Voglia di normalitā

RIMINI - Notizie satira - mer 08 feb 2012
di Lia Celi

La vera trasgressione è quella della figlia di Rutelli che fa l'estetista
Il posto fisso sarà anche monotono: e allora?

«La mia quarta figlia, 18 anni, ha iniziato un lavoro molto semplice, molto bello», ha detto Francesco Rutelli giovedì scorso a Otto e 1/2, sollecitato da Lilli Gruber (se si può usare questo verbo quando intervistatrice e intervistato sono palesemente pappa e ciccia).
Si parlava della monotonia del posto fisso, la prima vera cacca pestata dal presidente Monti dall'inizio del mandato. Il professore, che peraltro non ha mai fatto nulla per farsi credere vicino ai problemi della gente comune, ignorava che la gioventù italiana non è fatta solo di irrequieti cervelloni poliglotti pronti a rimbalzare fino a 40 anni da un continente all'altro inseguendo carriera e successo, ma anche di ragazzi che vogliono semplicemente guadagnarsi da vivere dove sono sempre vissuti, e con la stessa tranquillità che nel corso della vita ha dato loro il posto fisso (e poi la pensione) dei genitori.
Se non sei abbastanza sicuro di te stesso, cerchi la sicurezza fuori: nel lavoro, che non deve chiederti molto ma nemmeno darti troppo poco; nella famiglia dalla quale non esci se non quando la puoi replicare esattamente, cioè solo da sposato e con casa di proprietà situata a pochi metri di distanza; negli amici, gli stessi da una vita. E' un delitto aspirare al poco-ma-sicuro, alla mediocritas anche se non è aurea quanto a valore monetario? No, e chi la vuole deve poterla ottenere, in un paese normale.
La voglia di routine non va criminalizzata, specie dopo i 30 anni. E la mancanza di ambizione prima dei 20? Torniamo a Otto e 1/2 e alla figlia minore di Rutelli. Incuriosita dalla reticenza del padre (quale poteva essere il lavoro «semplice e bello» della figlia 18enne di un importante politico di centro? Pittrice, allevatrice di cavalli, fotografa di giardini, certamente qualcosa di chic e innocuo da jeunesse dorée) ho indagato in rete e ho scoperto che la rampolla del leader di Api e della prestigiosa giornalista Barbara Palombelli fa l'estetista.
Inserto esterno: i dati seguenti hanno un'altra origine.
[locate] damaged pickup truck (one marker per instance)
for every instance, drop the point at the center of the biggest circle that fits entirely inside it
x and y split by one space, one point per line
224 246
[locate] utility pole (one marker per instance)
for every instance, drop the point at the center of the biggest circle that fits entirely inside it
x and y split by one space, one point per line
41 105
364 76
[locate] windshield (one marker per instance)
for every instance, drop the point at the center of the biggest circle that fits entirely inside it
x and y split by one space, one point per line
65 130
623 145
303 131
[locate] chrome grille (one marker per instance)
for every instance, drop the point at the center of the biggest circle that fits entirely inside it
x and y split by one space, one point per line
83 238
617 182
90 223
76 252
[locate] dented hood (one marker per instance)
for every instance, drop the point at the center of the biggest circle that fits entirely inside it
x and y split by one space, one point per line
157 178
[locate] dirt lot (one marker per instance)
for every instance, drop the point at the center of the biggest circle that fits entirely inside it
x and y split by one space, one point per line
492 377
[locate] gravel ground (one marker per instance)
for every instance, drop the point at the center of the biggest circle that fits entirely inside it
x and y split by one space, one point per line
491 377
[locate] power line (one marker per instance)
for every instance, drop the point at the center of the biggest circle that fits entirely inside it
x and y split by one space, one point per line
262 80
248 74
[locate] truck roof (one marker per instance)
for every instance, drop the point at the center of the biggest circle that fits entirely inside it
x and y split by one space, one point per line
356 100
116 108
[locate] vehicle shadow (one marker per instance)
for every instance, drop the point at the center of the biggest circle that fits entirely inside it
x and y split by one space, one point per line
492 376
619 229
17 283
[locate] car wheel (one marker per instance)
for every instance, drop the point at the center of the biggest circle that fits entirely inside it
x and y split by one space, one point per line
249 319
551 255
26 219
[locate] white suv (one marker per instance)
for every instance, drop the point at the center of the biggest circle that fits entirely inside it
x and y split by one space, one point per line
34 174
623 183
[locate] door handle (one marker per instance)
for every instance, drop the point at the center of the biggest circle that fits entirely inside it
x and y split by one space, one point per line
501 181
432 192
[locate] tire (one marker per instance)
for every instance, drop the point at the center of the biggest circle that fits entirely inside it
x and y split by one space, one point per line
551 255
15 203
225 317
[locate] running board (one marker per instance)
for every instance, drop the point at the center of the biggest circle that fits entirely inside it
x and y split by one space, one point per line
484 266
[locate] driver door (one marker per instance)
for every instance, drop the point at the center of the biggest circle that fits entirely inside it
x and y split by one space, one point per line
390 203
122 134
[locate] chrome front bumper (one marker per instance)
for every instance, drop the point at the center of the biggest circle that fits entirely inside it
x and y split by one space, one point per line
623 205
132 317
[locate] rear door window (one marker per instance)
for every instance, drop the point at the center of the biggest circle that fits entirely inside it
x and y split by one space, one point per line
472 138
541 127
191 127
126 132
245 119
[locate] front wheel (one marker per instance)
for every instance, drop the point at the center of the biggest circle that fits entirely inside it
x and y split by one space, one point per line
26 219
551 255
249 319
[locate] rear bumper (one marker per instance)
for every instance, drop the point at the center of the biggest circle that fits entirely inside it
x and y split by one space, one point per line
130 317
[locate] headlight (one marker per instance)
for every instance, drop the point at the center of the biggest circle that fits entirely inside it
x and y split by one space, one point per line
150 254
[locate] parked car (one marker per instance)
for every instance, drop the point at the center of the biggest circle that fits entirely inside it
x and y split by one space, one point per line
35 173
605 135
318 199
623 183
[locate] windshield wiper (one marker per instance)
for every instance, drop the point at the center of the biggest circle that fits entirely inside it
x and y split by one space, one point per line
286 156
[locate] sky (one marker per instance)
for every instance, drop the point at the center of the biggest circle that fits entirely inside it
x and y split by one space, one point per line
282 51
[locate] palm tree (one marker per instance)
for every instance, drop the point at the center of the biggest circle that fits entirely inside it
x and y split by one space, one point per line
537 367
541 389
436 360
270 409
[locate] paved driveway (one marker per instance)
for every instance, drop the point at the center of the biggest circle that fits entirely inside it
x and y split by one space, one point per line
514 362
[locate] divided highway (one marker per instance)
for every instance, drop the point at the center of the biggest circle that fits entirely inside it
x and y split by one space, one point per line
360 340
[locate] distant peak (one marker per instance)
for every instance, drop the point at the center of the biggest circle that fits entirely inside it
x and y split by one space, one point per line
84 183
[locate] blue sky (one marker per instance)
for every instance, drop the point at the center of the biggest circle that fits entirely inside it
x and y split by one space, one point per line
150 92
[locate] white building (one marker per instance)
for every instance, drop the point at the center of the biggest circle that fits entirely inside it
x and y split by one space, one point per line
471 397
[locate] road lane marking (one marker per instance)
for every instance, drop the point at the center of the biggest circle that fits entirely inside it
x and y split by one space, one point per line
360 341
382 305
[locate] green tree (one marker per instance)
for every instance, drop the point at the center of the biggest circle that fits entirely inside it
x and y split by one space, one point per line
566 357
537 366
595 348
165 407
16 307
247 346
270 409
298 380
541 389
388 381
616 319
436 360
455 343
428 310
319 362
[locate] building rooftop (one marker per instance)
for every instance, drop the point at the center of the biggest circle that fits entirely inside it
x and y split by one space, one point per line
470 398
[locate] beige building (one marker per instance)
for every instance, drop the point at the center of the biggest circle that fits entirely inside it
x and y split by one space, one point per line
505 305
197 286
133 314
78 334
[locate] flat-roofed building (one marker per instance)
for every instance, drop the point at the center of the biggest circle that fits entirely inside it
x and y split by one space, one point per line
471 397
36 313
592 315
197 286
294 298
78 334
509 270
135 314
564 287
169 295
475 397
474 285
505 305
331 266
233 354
Proprio così, e ci sono le foto di Chi a provarlo: dopo adeguata formazione, la Rutellina lavora in un negozio (non suo) dove fa cerette, lima unghie e strizza punti neri sui nasi delle signore. Un lavoro comunemente considerato il refugium peccatorum per le ragazze di poca testa; ma la figlia di un politico, avesse anche la testa di un lucherino, potrebbe (ha sempre potuto) trovare lavori ben più facili, glamour, comodi e lucrosi.
La normalità e la modestia oggi sono la vera trasgressione: ci voleva la figlia di un ex radicale liberale e libertario per capirlo. E forse ci voleva un ex radicale per lasciarla seguire la strada che le piaceva, lontano dal jet set dei figli della casta, a sperimentare la monotonia dell'estetica e l'estetica della monotonia.